Perhaps, rather than a fall guy, Rolls is someone whose progress has been stunted because of the threat he offers potential opponents. Perhaps, rather than protected, he has been avoided. Perhaps, rather than focusing on the opponents on his 19-fight record, we should instead respect the fact he has sparred the likes of Adonis Stevenson, David Lemieux, Billy Joe Saunders, Glen Johnson, Andy Lee and Lucian Bute. Whatever his failings, if Rolls can survive in that sort of exalted company, he must have something about him.
He will be encouraged, too, if he compares his relative freshness to 37-year-old Golovkin’s history of violence and if he interprets Golovkin’s loss to Alvarez, as well as one or two flat performances prior to that, as being indicative of a monster losing his ability to scare. Certainly, if Rolls looks hard enough, there is confidence to be gained. He will see what he wants to see, as they all do.
Unlikely, though, that confidence, work ethic and a dream will be enough to help Rolls produce what would undoubtedly be the upset of 2019. No, to do that he will need to be someone else, someone with a different set of skills, someone boosted by a level of experience he currently lacks.
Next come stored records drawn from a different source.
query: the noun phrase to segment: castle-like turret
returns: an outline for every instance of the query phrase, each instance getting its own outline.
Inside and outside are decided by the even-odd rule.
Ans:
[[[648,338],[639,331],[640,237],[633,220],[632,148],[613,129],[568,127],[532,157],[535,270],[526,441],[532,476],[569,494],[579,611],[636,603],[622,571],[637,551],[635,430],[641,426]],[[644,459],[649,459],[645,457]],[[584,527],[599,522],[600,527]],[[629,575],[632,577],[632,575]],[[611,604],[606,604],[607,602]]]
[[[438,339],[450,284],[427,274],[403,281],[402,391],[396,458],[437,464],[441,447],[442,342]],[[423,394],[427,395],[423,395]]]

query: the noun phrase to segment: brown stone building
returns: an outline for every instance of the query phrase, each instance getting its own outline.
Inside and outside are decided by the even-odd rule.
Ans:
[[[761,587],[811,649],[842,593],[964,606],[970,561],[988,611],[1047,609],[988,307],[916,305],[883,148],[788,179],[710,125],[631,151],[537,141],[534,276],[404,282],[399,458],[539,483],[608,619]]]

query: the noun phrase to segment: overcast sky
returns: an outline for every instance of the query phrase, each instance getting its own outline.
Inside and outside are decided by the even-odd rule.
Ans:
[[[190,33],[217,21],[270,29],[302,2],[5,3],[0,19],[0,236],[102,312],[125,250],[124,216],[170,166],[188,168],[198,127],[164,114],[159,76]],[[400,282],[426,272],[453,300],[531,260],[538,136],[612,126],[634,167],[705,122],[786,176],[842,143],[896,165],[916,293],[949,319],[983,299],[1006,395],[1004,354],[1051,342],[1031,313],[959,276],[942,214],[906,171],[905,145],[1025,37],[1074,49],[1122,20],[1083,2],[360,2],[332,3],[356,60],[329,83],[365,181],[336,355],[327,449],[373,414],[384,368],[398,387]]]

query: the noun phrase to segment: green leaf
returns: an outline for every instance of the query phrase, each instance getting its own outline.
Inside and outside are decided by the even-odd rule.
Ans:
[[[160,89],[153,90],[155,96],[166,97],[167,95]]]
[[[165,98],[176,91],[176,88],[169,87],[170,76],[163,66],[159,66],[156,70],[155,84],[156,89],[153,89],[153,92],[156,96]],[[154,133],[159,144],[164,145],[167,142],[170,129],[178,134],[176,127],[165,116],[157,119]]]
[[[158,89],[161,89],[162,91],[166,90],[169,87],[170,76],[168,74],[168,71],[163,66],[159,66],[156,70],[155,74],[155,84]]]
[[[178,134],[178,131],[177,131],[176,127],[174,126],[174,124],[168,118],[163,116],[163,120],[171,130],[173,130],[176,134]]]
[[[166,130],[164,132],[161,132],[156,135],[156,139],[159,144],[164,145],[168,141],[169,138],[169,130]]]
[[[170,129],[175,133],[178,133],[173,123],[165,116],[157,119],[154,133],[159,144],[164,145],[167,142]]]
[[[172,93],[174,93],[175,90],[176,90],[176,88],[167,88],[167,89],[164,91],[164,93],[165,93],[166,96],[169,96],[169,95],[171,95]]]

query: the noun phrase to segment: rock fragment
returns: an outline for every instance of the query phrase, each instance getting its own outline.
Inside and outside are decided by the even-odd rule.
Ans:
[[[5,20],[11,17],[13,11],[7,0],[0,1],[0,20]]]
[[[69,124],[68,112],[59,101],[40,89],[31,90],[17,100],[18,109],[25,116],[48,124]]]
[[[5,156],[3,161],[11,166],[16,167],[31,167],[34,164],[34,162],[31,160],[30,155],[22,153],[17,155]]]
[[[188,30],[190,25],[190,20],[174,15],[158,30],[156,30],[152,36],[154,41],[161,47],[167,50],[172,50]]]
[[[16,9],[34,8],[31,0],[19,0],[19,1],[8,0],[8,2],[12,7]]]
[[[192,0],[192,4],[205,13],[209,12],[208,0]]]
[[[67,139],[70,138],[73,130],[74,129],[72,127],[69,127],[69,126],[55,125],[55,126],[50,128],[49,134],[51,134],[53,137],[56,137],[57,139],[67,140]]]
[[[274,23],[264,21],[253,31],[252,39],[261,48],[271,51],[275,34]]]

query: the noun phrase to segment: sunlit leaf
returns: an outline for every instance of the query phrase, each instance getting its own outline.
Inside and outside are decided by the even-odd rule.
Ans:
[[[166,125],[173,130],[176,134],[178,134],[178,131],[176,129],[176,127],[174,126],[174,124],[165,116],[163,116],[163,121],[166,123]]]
He will have needed to test his mettle against better opposition and distanced himself from the ignorance of the undefeated prospect. Then and only then might Rolls stand a chance of doing to Golovkin what nobody else, Canelo aside, has managed.
Ultimately, with a point to prove, a defeat to forget and a highlight reel knockout in the offing, Golovkin should be good and motivated enough to get this one finished by the halfway mark. And so straightforward will he find it, there’s every chance he will be thinking of Canelo, his former flame, every step of the way.
On the undercard, go-getting Uzbek prospect Israil Madrimov, 2-0 (2), fights durable Mexican Norberto Gonzalez, 23-12 (13), in a scheduled 10-rounder. Madrimov, a decorated amateur, has had only two fights as a pro but both were set for 10 rounds and he has already signalled his intention to challenge for a junior-middleweight world title. Also on the card, Ali Akhmedov, a Kazakh now based in Las Vegas, puts his 14-0 (10) pro record on the line against Louisiana’s Marcus McDaniel, undefeated at 15-0 (2), and Charles Conwell, 9-0 (7), fights Courtney Pennington, 12-3-3 (5), for the USBA super-welterweight title.